Much like American schools, streets, and other public locations where Whites are subject to regular interracial violence, Whites too are at risk in their workplaces. In the modern United States Whites experience a growing array of problems securing work, retaining a job once they have found it, and remaining safe in their work environment. Without significant policy changes, including repatriation, Whites will continue to experience growing workplace harassment, violence, and scorn as a disfavored class when it comes to hiring.
A 2017 Harvard poll found that 55% of White Americans believe that racial discrimination against Whites is more severe than against other racial groups. This belief has only grown, with a 2022 University of Maryland poll showing a 25% increase in the share of Whites who have experienced discrimination or noticed increasing discrimination since the original Harvard poll. These feelings of discrimination are born out in the hiring data as well.
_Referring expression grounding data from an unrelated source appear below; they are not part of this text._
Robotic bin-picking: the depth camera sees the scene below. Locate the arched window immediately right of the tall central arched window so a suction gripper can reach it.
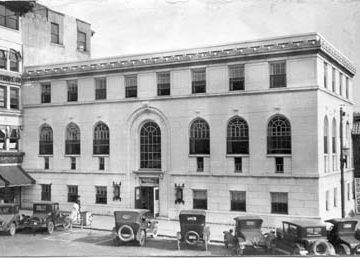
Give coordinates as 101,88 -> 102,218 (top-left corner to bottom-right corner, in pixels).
190,118 -> 210,154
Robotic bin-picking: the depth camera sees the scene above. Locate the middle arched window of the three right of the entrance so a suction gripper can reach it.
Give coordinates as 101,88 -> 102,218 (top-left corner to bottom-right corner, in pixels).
226,117 -> 249,154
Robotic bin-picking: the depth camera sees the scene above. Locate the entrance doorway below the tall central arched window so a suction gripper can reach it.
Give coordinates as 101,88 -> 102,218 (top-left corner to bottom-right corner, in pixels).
135,186 -> 160,217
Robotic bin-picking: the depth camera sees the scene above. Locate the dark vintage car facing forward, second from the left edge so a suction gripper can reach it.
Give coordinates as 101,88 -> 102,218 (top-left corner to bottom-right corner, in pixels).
23,201 -> 68,234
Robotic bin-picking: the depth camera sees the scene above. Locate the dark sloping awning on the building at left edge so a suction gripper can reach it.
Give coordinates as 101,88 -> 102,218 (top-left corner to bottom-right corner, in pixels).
0,166 -> 35,187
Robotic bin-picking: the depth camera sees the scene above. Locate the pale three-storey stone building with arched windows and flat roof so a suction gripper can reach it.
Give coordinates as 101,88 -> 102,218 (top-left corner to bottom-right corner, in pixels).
22,33 -> 355,225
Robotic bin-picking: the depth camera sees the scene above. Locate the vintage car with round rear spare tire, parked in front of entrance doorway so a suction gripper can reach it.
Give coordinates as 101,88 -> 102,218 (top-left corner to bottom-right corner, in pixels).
113,209 -> 158,246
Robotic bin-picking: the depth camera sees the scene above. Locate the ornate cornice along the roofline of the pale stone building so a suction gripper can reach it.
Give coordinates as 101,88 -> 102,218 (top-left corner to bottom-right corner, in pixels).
23,33 -> 356,80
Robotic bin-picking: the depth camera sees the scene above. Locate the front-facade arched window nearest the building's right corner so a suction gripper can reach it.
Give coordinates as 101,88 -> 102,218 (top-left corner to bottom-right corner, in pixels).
267,115 -> 291,154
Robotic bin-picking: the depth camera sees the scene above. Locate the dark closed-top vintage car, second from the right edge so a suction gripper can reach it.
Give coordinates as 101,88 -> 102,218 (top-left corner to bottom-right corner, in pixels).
273,220 -> 335,256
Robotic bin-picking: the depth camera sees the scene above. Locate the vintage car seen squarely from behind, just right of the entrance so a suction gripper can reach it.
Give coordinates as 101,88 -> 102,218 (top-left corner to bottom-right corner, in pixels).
176,210 -> 210,250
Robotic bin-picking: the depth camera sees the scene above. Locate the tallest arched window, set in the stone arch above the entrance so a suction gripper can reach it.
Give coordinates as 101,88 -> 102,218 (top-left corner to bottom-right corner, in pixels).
140,122 -> 161,169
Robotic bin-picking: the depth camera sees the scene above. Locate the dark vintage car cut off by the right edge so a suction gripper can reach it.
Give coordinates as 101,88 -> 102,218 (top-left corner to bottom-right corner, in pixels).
325,218 -> 360,255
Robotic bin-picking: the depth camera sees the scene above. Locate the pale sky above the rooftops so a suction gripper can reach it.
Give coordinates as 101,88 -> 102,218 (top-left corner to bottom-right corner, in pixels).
38,0 -> 360,109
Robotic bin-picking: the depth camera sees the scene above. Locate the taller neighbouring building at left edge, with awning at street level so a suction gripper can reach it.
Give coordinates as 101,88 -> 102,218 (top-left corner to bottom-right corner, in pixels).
0,1 -> 92,205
After the disastrous 2020 race riots in the wake of George Floyd’s death corporate America made promises to hire a great deal more non-Whites, and it did just this. A 2023 Bloomberg report shows that of the 323,000 jobs added by S&P500 companies in the post-Floyd era a staggering 94% have gone to non-Whites and a majority of the Whites hired were female. Just 20,524 White Americans have gained jobs with America’s largest firms, while non-Whites gained some 302,570 places.
Worst yet, the lowest class of Whites lost jobs. Nearly 20,000 White workers in the sales, labor, and service sectors of corporate America were put out of the job in favor of almost 200,000 non-Whites.
At the outset of the pandemic, White men suffered a 10-point decline in employment as the pandemic rocked the economy. As the US came out of the pandemic it was men who experienced the poorest employment recovery. Half of the White men who lost pre-pandemic jobs were not called back to those jobs, compared to just 28% of Blacks, 37% of Asians, and a mere 7% of Hispanics who permanently lost a job due to the pandemic.
White women fared only slightly better, with 33% permanently losing a pre-pandemic role compared to just 29% of Asian women and 31% of Hispanic women. The only group of women who lost more pre-pandemic roles were Black women, who suffered a 37% loss of pre-pandemic employment.